Rutgers New Jersey Medical School, Newark, NJ, USA.

OBJECTIVES: The optimal management of complicated, true aneurysms of arteriovenous fistulae (AVF), especially those associated with venous outflow stenosis, is not well described. We reviewed our experience in the treatment of complicated AVF aneurysms.
METHODS: We retrospectively reviewed 228 dialysis access patients between 2011 and 2015 at an urban academic medical center and collected patient demographics, comorbidities, indications for, and types of, AVF aneurysm intervention, and postoperative access patency.
RESULTS: Twenty patients underwent treatment of AVF aneurysms. The mean time to aneurysm intervention was 1,140 days (range 376-3,313 days) from the time of AVF construction. Indications for intervention included poor clearances following hemodialysis (7/20, 35%), loss of palpable thrill (5/20, 25%), prolonged bleeding following decannulation (5/20, 25%), and bleeding from skin erosion (3/20, 15%). Interventions performed in the treatment of AVF aneurysm included aneurysmectomy with interposition graft placement (9/20, 45%), aneurysmorrhaphy (1/20, 5%), or fistulogram with endovascular intervention (12/20, 60%). Two patients undergoing fistulogram with endovascular intervention also had concomitant aneurysmectomy, interposition graft, and angioplasty of a central venous stenosis. All but those patients who presented with bleeding from skin erosion underwent a fistulogram (16/20, 80%) and, of these, 12 (60%) were identified to have a concomitant venous stenosis. Ten of those patients with venous lesions responded well to plain balloon angioplasty while two patients required stenting for recalcitrant stenoses. Most patients (17/20, 85%) had a patent, mature AVF following intervention while three accesses thrombosed following their procedures, all of whom had aneursymectomy with interposition graft placement.

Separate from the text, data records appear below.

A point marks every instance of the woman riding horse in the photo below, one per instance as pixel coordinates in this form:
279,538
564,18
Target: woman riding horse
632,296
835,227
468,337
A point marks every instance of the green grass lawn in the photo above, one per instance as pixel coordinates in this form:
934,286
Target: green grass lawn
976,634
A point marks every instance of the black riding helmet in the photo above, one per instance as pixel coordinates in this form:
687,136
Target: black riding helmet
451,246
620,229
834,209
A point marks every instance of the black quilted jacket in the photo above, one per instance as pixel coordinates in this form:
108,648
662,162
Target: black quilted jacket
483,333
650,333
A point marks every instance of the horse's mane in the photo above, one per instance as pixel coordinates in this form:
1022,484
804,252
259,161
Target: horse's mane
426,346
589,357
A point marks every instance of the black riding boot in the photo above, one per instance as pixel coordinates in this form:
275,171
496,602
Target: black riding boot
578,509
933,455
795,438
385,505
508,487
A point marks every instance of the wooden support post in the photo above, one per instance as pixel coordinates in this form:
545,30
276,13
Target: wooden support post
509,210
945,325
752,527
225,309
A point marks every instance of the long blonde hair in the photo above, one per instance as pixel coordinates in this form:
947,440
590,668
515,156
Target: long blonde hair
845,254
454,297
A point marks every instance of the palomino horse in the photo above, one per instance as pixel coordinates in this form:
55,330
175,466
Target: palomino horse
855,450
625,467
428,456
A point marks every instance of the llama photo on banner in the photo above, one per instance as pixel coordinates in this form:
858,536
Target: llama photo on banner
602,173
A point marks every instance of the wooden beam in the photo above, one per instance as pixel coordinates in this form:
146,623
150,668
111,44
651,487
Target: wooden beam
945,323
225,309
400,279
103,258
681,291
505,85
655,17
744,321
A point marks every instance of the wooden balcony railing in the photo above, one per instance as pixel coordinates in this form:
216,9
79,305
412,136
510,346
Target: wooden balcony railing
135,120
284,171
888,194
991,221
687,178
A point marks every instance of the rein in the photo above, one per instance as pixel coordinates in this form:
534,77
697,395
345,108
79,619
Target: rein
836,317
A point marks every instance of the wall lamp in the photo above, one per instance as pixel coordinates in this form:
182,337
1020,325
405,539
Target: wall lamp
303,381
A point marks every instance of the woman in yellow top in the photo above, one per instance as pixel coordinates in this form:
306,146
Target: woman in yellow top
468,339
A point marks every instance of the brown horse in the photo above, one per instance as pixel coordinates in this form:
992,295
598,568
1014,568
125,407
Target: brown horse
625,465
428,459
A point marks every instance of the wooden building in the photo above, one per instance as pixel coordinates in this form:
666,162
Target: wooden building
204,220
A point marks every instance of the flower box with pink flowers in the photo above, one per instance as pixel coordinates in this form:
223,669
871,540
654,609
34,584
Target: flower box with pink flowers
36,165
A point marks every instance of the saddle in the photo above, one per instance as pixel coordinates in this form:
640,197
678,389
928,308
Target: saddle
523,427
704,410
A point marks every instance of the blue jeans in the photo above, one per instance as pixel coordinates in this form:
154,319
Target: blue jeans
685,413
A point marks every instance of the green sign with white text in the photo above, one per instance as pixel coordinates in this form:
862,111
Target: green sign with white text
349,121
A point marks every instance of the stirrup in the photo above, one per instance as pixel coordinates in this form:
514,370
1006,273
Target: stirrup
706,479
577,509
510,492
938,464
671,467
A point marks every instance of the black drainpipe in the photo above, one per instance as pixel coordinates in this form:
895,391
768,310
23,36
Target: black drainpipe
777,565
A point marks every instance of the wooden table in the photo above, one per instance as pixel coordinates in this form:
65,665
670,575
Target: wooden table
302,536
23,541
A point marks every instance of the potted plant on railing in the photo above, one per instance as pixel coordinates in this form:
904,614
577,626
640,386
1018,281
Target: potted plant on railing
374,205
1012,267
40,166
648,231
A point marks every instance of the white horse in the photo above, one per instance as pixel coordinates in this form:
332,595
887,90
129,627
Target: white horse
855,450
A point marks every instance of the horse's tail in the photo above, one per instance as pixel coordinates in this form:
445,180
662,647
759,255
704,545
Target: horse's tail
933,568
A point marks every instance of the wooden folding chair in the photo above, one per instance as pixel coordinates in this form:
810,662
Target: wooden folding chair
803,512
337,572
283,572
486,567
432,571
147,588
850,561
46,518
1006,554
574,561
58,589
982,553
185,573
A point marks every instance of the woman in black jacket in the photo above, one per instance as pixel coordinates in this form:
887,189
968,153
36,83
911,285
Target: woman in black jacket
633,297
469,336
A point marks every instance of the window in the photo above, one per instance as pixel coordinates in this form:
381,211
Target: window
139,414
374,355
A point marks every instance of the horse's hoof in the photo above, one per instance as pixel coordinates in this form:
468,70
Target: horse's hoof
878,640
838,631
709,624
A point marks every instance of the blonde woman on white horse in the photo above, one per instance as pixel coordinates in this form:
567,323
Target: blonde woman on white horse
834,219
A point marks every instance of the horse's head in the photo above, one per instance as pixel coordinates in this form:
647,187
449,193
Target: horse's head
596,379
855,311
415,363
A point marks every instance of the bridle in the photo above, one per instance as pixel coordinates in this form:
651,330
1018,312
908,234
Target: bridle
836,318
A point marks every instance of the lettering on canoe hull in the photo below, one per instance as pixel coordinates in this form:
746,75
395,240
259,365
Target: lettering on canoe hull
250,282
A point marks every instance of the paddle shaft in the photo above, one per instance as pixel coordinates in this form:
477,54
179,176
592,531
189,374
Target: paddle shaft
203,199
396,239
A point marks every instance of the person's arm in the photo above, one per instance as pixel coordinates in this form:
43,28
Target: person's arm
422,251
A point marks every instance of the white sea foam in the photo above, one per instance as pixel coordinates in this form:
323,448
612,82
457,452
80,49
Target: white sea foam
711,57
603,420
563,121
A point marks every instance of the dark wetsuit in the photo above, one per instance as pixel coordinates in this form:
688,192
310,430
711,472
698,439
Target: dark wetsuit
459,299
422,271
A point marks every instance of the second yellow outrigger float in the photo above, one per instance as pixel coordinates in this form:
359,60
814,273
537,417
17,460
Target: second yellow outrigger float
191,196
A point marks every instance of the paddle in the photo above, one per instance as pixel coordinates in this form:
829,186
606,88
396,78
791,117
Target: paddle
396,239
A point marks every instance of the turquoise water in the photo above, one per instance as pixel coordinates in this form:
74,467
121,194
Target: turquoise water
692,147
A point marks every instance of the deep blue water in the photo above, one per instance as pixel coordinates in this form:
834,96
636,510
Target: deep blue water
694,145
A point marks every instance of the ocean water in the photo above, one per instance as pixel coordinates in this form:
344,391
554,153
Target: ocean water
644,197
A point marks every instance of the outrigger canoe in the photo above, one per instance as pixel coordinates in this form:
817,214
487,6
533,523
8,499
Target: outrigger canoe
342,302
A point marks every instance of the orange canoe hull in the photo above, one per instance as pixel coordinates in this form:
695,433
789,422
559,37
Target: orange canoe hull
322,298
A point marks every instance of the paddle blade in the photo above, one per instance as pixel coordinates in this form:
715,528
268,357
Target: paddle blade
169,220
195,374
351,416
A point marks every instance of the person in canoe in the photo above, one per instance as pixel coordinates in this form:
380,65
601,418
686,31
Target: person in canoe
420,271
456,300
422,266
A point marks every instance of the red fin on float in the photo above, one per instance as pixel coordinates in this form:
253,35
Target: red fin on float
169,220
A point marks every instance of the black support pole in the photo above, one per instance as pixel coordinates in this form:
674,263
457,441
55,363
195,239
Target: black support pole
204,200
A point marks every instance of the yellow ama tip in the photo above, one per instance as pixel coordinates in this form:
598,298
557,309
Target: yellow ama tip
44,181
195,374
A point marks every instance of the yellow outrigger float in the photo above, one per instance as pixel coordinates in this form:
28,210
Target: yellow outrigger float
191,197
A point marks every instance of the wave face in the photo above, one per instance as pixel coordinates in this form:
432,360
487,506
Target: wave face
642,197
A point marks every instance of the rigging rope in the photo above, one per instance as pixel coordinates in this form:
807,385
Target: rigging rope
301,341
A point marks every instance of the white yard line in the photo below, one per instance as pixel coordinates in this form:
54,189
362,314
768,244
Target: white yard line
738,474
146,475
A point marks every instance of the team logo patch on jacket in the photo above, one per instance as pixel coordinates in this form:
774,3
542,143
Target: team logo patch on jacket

CONCLUSIONS: Venous stenosis is commonly associated with true AVF aneurysms. Because of this we suggest a venogram may be prudent in those presenting with issues during hemodialysis or whose physical examination suggests the presence of a venous stenosis. While aneurysmectomy with interposition graft placement is often employed in the repair of AVF aneurysms, we advise caution in proceeding as this appears to be associated with a high risk of access thrombosis.